Corona-Pandemie Sachsens Zahnärzte sehen WHO-Empfehlung gelassen

Sollte man in Zeiten einer Pandemie zum Zahnarzt gehen, wenn es nicht unbedingt nötig ist? Die Weltgesundheitsorganisation rät davon ab. Mit Blick auf die steigenden Corona-Fälle empfahl die WHO vor wenigen Tagen, nicht dringende Zahnbehandlungen zu verschieben. "Aber nicht bei uns", sagen die deutschen Zahnärzte. In Deutschland sei das nämlich nicht nötig, erklärt die Bundeszahnärztekammer – und das sehen auch die sächsischen Vertreter so.

beim Zahnarzt
Viele fragen sich, ob es sicher ist, in Zeiten von Corona zum Zahnarzt zu gehen. Die deutschen Zahnärzte haben darauf eine klare Antwort: Ja. Bildrechte: Colourbox

Bei der Bundeszahnärztekammer sieht man die WHO-Empfehlung einigermaßen gelassen und ist um Klarheit bemüht. Denn die Erklärung der Weltgesundheitsorganisation sei von Presseagenturen nur ungenau wiedergegeben worden, sagt der Vize-Präsident der Arbeitsgemeinschaft, Dietmar Oesterreich. Problem sei, dass man eine globale Empfehlung abgebe, die allerdings die besondere Situation sowohl in Deutschland, aber auch in Europa nicht berücksichtige.

WHO-Empfehlung gilt nicht für Deutschland

Aber bei genauer Betrachtung macht sie das dann doch. In ihrer Originalpublikation rät die WHO nämlich nicht ausschließlich dazu, nur unbedingt nötige Schmerzbehandlungen durchzuführen. Sie empfiehlt alternativ, gemäß den offiziellen gesundheitspolitischen Empfehlungen auf nationaler, regionaler und lokaler Ebene zu verfahren. Und in Deutschland gibt es eine entsprechende Empfehlung eben nicht.

Die Bundeszahnärztekammer habe das Bundesgesundheitsministerium über die Sachlage informiert, erklärt Oesterreich: "Wir haben auch unsere Position mit dem Ministerium abgestimmt, und wir haben auch diese Position der WHO zur Verfügung gestellt, sodass es von dieser Seite überhaupt keine Überlegung gibt, darauf zu reagieren."

Strenge Hygienevorschriften sind entscheidend

Selbst zu Hochzeiten der Pandemie habe man den Zahnärzten in Deutschland nie ausschließlich zu Schmerzbehandlungen geraten, sagt Oesterreich.

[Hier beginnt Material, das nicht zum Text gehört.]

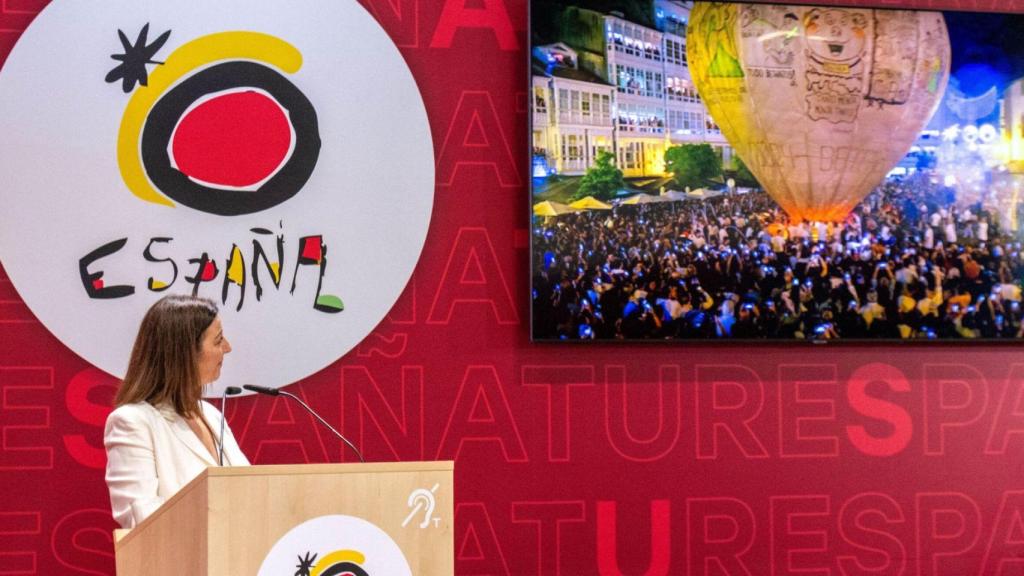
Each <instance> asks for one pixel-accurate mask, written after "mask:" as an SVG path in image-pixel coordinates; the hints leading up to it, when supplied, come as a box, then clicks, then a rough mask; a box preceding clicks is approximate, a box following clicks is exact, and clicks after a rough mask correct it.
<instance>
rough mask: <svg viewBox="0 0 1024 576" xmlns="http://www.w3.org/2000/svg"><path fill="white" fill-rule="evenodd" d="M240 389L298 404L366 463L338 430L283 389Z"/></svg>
mask: <svg viewBox="0 0 1024 576" xmlns="http://www.w3.org/2000/svg"><path fill="white" fill-rule="evenodd" d="M242 387H244V388H246V389H247V390H250V392H255V393H259V394H265V395H266V396H287V397H288V398H291V399H292V400H294V401H295V402H298V403H299V405H300V406H302V407H303V408H305V409H306V412H309V413H310V414H312V416H313V417H314V418H316V419H317V420H319V423H322V424H324V425H325V426H327V428H328V429H329V430H331V431H333V433H334V436H336V437H338V438H340V439H341V441H342V442H344V443H345V445H346V446H348V447H349V448H351V449H352V452H355V455H356V456H358V457H359V461H360V462H366V461H367V460H366V458H364V457H362V453H361V452H359V449H358V448H356V447H355V445H354V444H352V443H351V442H349V441H348V439H347V438H345V437H343V436H341V433H340V431H338V430H336V429H334V426H332V425H331V424H329V423H327V420H325V419H324V418H322V417H321V415H319V414H317V413H316V412H315V411H314V410H313V409H312V408H310V407H309V405H308V404H306V403H305V402H302V399H301V398H299V397H297V396H295V395H294V394H292V393H289V392H285V390H283V389H278V388H268V387H266V386H257V385H255V384H243V385H242Z"/></svg>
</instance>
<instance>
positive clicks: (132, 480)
mask: <svg viewBox="0 0 1024 576" xmlns="http://www.w3.org/2000/svg"><path fill="white" fill-rule="evenodd" d="M230 352H231V345H230V344H229V343H228V342H227V339H226V338H225V337H224V333H223V328H222V326H221V321H220V317H219V316H218V314H217V305H216V304H215V303H214V302H213V301H212V300H209V299H206V298H196V297H190V296H181V295H171V296H165V297H163V298H161V299H160V300H158V301H157V302H156V303H155V304H153V306H152V307H151V308H150V310H148V312H146V313H145V317H143V318H142V323H141V325H140V326H139V328H138V335H137V336H136V337H135V344H134V346H133V347H132V352H131V360H130V361H129V363H128V372H127V373H126V374H125V378H124V381H122V383H121V387H120V388H119V389H118V394H117V397H116V399H115V406H116V409H115V410H114V412H112V413H111V415H110V417H108V419H106V427H105V429H104V431H103V445H104V447H105V448H106V486H108V488H109V489H110V491H111V508H112V510H113V512H114V519H115V520H116V521H118V523H119V524H120V525H121V526H122V527H123V528H132V527H134V526H135V525H136V524H138V523H139V522H142V520H143V519H145V517H147V516H150V515H151V513H152V512H153V511H154V510H156V509H157V508H158V507H160V505H161V504H162V503H163V502H164V501H165V500H167V499H168V498H170V497H171V496H172V495H173V494H174V493H175V492H177V491H178V490H179V489H180V488H181V487H183V486H184V485H185V484H187V483H188V482H189V481H190V480H193V479H194V478H196V477H197V476H199V474H200V472H202V471H203V470H204V469H205V468H206V467H207V466H216V465H233V466H237V465H248V464H249V460H248V459H247V458H246V456H245V454H243V453H242V450H241V449H240V448H239V445H238V443H237V442H236V440H234V436H233V435H232V434H231V431H230V429H228V428H227V427H226V425H225V424H226V422H222V419H223V416H222V415H221V413H220V412H219V411H218V410H217V409H216V408H214V407H213V406H212V405H210V404H209V403H207V402H204V401H203V400H202V396H203V386H205V385H206V384H209V383H210V382H213V381H214V380H216V379H217V378H218V377H219V376H220V367H221V364H222V363H223V361H224V356H225V355H227V354H228V353H230ZM222 426H223V427H222ZM221 429H223V430H224V431H223V437H222V440H221V437H220V436H219V435H218V434H217V433H215V431H214V430H218V431H219V430H221Z"/></svg>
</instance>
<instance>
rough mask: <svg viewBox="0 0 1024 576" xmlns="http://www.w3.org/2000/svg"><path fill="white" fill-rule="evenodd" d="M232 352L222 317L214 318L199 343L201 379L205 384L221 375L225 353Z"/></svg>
mask: <svg viewBox="0 0 1024 576" xmlns="http://www.w3.org/2000/svg"><path fill="white" fill-rule="evenodd" d="M229 352H231V344H229V343H227V338H224V330H223V328H222V326H221V324H220V317H219V316H218V317H217V318H215V319H213V322H212V323H211V324H210V326H208V327H207V329H206V331H205V332H203V336H202V337H201V338H200V344H199V379H200V383H202V384H203V385H204V386H205V385H206V384H209V383H210V382H213V381H214V380H216V379H217V378H219V377H220V366H221V364H223V363H224V355H225V354H227V353H229Z"/></svg>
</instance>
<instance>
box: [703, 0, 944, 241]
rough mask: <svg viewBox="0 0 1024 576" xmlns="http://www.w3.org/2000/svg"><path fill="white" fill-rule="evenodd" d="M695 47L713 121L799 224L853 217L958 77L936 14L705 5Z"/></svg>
mask: <svg viewBox="0 0 1024 576" xmlns="http://www.w3.org/2000/svg"><path fill="white" fill-rule="evenodd" d="M686 54H687V58H688V60H689V66H690V74H691V76H692V77H693V82H694V84H695V85H696V88H697V91H698V92H699V94H700V97H701V98H702V99H703V100H705V104H706V106H707V107H708V110H709V111H710V112H711V115H712V118H714V119H715V122H716V123H718V125H719V126H720V127H721V128H722V132H723V133H724V134H725V136H726V138H727V139H728V140H729V143H730V145H731V146H732V147H733V149H734V150H735V151H736V153H737V154H738V155H739V157H740V158H742V159H743V161H744V162H745V163H746V166H748V167H749V168H750V169H751V172H753V173H754V175H755V176H756V177H757V178H758V181H760V182H761V184H762V186H764V188H765V190H767V192H768V194H769V195H771V197H772V198H773V199H774V200H775V201H776V202H777V203H778V204H779V206H781V207H782V208H783V209H784V210H785V211H786V213H788V215H790V216H791V217H792V218H794V219H797V220H825V221H835V220H842V219H843V218H845V217H846V216H847V215H848V214H849V213H850V211H851V210H852V209H853V208H854V207H855V206H856V205H857V203H858V202H860V201H861V200H862V199H863V198H864V197H865V196H866V195H867V194H868V193H869V192H870V191H871V190H872V189H873V188H874V187H877V186H878V184H879V183H880V182H881V181H882V180H883V178H884V177H885V175H886V174H887V173H888V172H889V171H890V170H891V169H892V168H893V166H895V165H896V163H897V162H899V160H900V159H901V158H903V156H904V155H906V153H907V151H908V150H909V149H910V147H911V146H912V145H913V141H914V139H915V138H916V137H918V135H919V133H920V132H921V130H922V129H923V128H924V127H925V125H926V124H928V121H929V120H930V119H931V117H932V114H933V113H934V112H935V110H936V108H937V107H938V105H939V101H940V100H941V99H942V93H943V91H944V90H945V87H946V83H947V81H948V79H949V60H950V51H949V35H948V33H947V31H946V25H945V20H944V19H943V17H942V14H941V13H938V12H926V11H911V10H891V9H878V10H876V9H867V8H845V7H815V6H784V5H766V4H735V3H710V2H695V3H694V6H693V10H692V12H691V13H690V22H689V24H688V27H687V41H686Z"/></svg>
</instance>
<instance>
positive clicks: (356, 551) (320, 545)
mask: <svg viewBox="0 0 1024 576" xmlns="http://www.w3.org/2000/svg"><path fill="white" fill-rule="evenodd" d="M296 568H298V570H296ZM412 573H413V571H412V570H411V569H410V567H409V562H407V561H406V557H404V554H402V553H401V549H400V548H399V547H398V544H396V543H395V542H394V540H392V539H391V537H390V536H388V535H387V533H386V532H384V531H383V530H381V529H380V528H378V527H377V526H375V525H374V524H371V523H370V522H367V521H365V520H362V519H360V518H355V517H351V516H343V515H335V516H322V517H319V518H314V519H312V520H309V521H306V522H304V523H302V524H300V525H298V526H296V527H295V528H293V529H291V530H289V531H288V533H287V534H285V535H284V536H283V537H282V538H281V539H280V540H278V542H276V543H274V544H273V547H272V548H270V552H269V553H267V554H266V558H265V559H264V560H263V564H262V565H260V568H259V572H258V573H257V576H281V575H282V574H297V575H302V574H304V575H305V576H310V575H311V574H350V575H357V576H376V575H378V574H381V575H383V574H386V575H388V576H410V575H412Z"/></svg>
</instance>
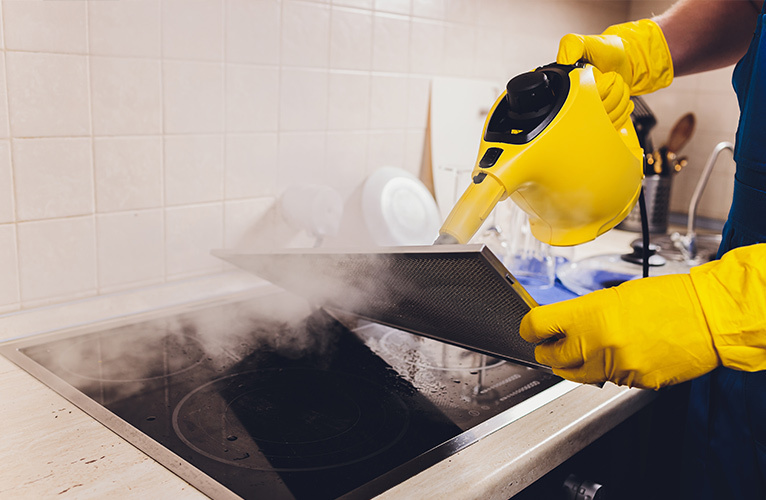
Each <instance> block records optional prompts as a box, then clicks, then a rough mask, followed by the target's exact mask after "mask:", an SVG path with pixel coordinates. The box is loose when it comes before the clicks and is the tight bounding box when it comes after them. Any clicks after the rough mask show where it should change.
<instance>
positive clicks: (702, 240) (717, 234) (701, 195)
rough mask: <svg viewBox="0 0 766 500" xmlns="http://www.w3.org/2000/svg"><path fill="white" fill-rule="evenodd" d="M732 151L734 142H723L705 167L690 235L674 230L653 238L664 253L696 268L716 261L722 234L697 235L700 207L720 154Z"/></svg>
mask: <svg viewBox="0 0 766 500" xmlns="http://www.w3.org/2000/svg"><path fill="white" fill-rule="evenodd" d="M725 150H728V151H730V152H732V153H733V152H734V145H733V144H732V143H730V142H720V143H718V144H716V146H715V148H713V152H712V153H711V154H710V156H709V157H708V160H707V163H706V164H705V168H704V169H703V170H702V174H701V175H700V178H699V179H698V180H697V185H696V186H695V187H694V193H693V194H692V198H691V201H690V202H689V210H688V219H687V223H686V234H681V233H679V232H674V233H672V234H670V235H662V236H659V237H656V238H655V237H652V243H654V244H655V245H657V246H659V247H660V250H659V253H660V255H662V256H664V257H666V258H669V259H672V260H676V261H680V262H684V263H685V264H686V265H687V266H689V267H692V266H696V265H699V264H703V263H705V262H708V261H710V260H713V259H714V258H715V256H716V254H717V252H718V246H719V245H720V244H721V235H718V234H713V235H710V234H704V235H702V234H697V230H696V224H697V207H698V206H699V201H700V198H702V193H703V192H704V191H705V186H707V182H708V180H709V179H710V174H711V172H712V171H713V167H715V164H716V162H717V161H718V157H719V156H720V154H721V153H722V152H723V151H725Z"/></svg>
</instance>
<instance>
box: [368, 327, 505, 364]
mask: <svg viewBox="0 0 766 500" xmlns="http://www.w3.org/2000/svg"><path fill="white" fill-rule="evenodd" d="M380 347H381V349H382V350H383V351H384V352H385V353H387V354H388V355H389V356H390V357H391V359H395V360H397V361H399V362H402V363H404V364H408V365H412V366H416V367H418V368H426V369H429V370H437V371H465V372H479V371H483V370H489V369H491V368H495V367H498V366H501V365H503V364H505V363H506V361H505V360H502V359H497V358H493V357H491V356H487V355H486V354H479V353H476V352H473V351H467V350H465V349H461V348H459V347H455V346H451V345H448V344H445V343H442V342H438V341H436V340H431V339H429V338H426V337H419V336H415V335H411V334H409V333H406V332H403V331H400V330H393V329H392V330H391V331H390V332H388V333H386V334H385V335H384V336H383V337H382V338H381V339H380Z"/></svg>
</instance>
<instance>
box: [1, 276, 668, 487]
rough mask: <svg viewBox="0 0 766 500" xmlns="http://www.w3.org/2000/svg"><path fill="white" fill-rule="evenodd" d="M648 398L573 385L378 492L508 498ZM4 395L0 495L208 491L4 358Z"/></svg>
mask: <svg viewBox="0 0 766 500" xmlns="http://www.w3.org/2000/svg"><path fill="white" fill-rule="evenodd" d="M232 276H233V277H232ZM257 286H262V285H258V283H257V282H256V281H254V280H253V279H252V278H249V277H242V276H240V275H238V274H237V275H231V274H229V275H223V276H221V277H212V278H205V279H203V280H201V282H198V283H191V282H190V283H183V284H175V285H170V286H165V287H158V288H154V289H151V290H148V291H147V290H143V291H136V292H132V293H123V294H116V295H114V296H106V297H98V298H94V299H89V300H87V301H78V302H75V303H72V304H65V305H61V306H57V307H46V308H41V309H40V310H31V311H22V312H20V313H14V314H9V315H4V316H0V340H7V339H10V338H14V337H18V336H25V335H31V334H35V333H38V332H44V331H49V330H54V329H58V328H61V327H62V326H69V325H75V324H83V323H88V322H92V321H96V320H98V319H100V318H105V317H110V316H111V317H114V316H119V315H121V314H127V313H128V312H131V311H137V310H141V309H142V308H144V309H145V308H148V307H151V308H161V307H164V306H170V305H173V304H177V303H179V302H183V301H190V300H193V299H195V297H198V296H199V295H200V294H201V293H205V294H208V295H210V293H211V290H214V291H215V293H216V294H219V295H226V294H231V293H238V292H239V291H242V290H247V289H252V288H253V287H257ZM567 384H569V382H567ZM653 398H654V394H653V393H652V392H648V391H641V390H635V389H626V388H620V387H616V386H614V385H611V384H607V385H606V386H604V388H601V389H599V388H596V387H592V386H577V387H575V388H574V389H572V390H570V391H569V392H566V393H565V394H564V395H562V396H560V397H558V398H557V399H555V400H554V401H553V402H551V403H548V404H546V405H545V406H542V407H541V408H539V409H537V410H535V411H533V412H532V413H530V414H528V415H526V416H524V417H521V418H519V419H518V420H516V421H514V422H512V423H511V424H509V425H507V426H506V427H504V428H502V429H500V430H499V431H497V432H495V433H493V434H491V435H490V436H488V437H486V438H484V439H481V440H480V441H478V442H477V443H474V444H473V445H471V446H469V447H468V448H466V449H464V450H463V451H461V452H459V453H457V454H455V455H453V456H451V457H449V458H447V459H445V460H443V461H442V462H440V463H438V464H436V465H435V466H433V467H431V468H429V469H427V470H425V471H423V472H422V473H420V474H418V475H416V476H414V477H413V478H411V479H409V480H407V481H405V482H403V483H401V484H400V485H398V486H396V487H394V488H392V489H390V490H389V491H387V492H385V493H384V494H382V495H380V498H381V499H399V498H450V499H461V498H465V499H475V498H486V499H493V498H497V499H507V498H509V497H511V496H512V495H514V494H515V493H517V492H518V491H520V490H522V489H523V488H525V487H526V486H528V485H529V484H531V483H532V482H534V481H535V480H536V479H538V478H539V477H541V476H543V475H544V474H545V473H547V472H548V471H550V470H552V469H553V468H554V467H556V466H557V465H558V464H559V463H561V462H563V461H564V460H566V459H567V458H568V457H570V456H572V455H573V454H574V453H576V452H577V451H578V450H580V449H582V448H583V447H585V446H587V445H588V444H589V443H591V442H593V441H594V440H595V439H597V438H598V437H600V436H601V435H602V434H604V433H605V432H606V431H608V430H609V429H611V428H612V427H614V426H616V425H617V424H619V423H620V422H621V421H623V420H624V419H626V418H627V417H629V416H630V415H632V414H633V413H635V412H636V411H638V410H639V409H640V408H642V407H643V406H644V405H646V404H647V403H648V402H649V401H651V400H652V399H653ZM0 401H2V402H3V404H2V405H0V424H2V439H0V463H2V464H3V465H2V467H0V498H3V499H13V498H19V499H21V498H23V499H27V498H78V499H79V498H105V497H117V498H163V497H165V498H173V499H180V498H183V499H194V498H205V496H204V495H203V494H202V493H200V492H199V491H197V490H196V489H195V488H193V487H192V486H190V485H189V484H188V483H186V482H185V481H184V480H182V479H180V478H179V477H177V476H175V475H174V474H173V473H171V472H170V471H168V470H167V469H165V468H164V467H163V466H162V465H160V464H159V463H157V462H155V461H154V460H153V459H151V458H149V457H148V456H147V455H145V454H144V453H143V452H141V451H139V450H138V449H137V448H135V447H133V446H132V445H131V444H129V443H128V442H127V441H125V440H123V439H122V438H121V437H119V436H118V435H116V434H114V433H113V432H112V431H110V430H109V429H107V428H106V427H104V426H103V425H101V424H100V423H99V422H97V421H96V420H94V419H93V418H91V417H90V416H88V415H87V414H86V413H84V412H83V411H81V410H80V409H79V408H77V407H76V406H74V405H73V404H71V403H70V402H69V401H67V400H66V399H64V398H63V397H61V396H59V395H58V394H57V393H55V392H54V391H53V390H51V389H49V388H47V387H46V386H45V385H43V384H42V383H40V382H39V381H37V380H36V379H35V378H34V377H32V376H31V375H29V374H27V373H26V372H25V371H23V370H21V369H20V368H18V367H17V366H16V365H14V364H13V363H11V362H10V361H8V360H7V359H5V358H3V357H0Z"/></svg>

Und jetzt seien die Infektionszahlen noch unbedenklich. Entscheidend seien ohnehin die hiesigen strengen Hygienevorschriften und die seien mit Blick auf Corona sogar noch ausgeweitet worden.

So souverän sind aber nicht alle Zahnmediziner mit der Situation umgegangen. Viele hätten große Sorgen gehabt, als die Infektionszahlen im Frühjahr plötzlich in die Höhe geschossen seien, schildert Thomas Breyer, der Chef der Sächsischen Landeszahnärztekammer: "Natürlich waren die am Anfang völlig verunsichert. Und da reichte die Spannbreite von einem lockeren 'Naja, mir wird’s schon nichts tun' bis zu einem 'um Gottes Willen, lasst uns die Praxen zumachen, wer weiß was hier passiert'."

Passiert sei aber nichts, jedenfalls nicht im Hinblick auf Corona-Infektionen. Besonders die Erkenntnisse aus China, Südkorea und Italien hätten die Kollegen beruhigt, erklärt Breyer. Denn in diesen besonders stark von Covid-19 betroffenen Ländern habe es in Zahnarztpraxen kein nennenswertes Infektionsgeschehen gegeben.

Wieder mehr Patienten kommen in die Praxen

Nicht nur die Mediziner, auch die Patienten haben wieder Vertrauen geschöpft. Nach einem heftigen Einbruch im April und im Mai, sei man inzwischen fast schon wieder auf Vor-Corona-Niveau, sagt Breyer und blickt trotz steigender Infektionszahlen optimistisch in die Zukunft: "Wir sind gut aufgestellt. Wir haben für unsere Patienten, für unsere Praxismitarbeiterinnen und die Kollegenschaft Konzepte, wie wir weiterhin dafür sorgen können, dass flächendeckend Zahnmedizin in Sachsen stattfinden wird." Und zwar auch dann, wenn der Zahnarztbesuch nicht unbedingt nötig ist.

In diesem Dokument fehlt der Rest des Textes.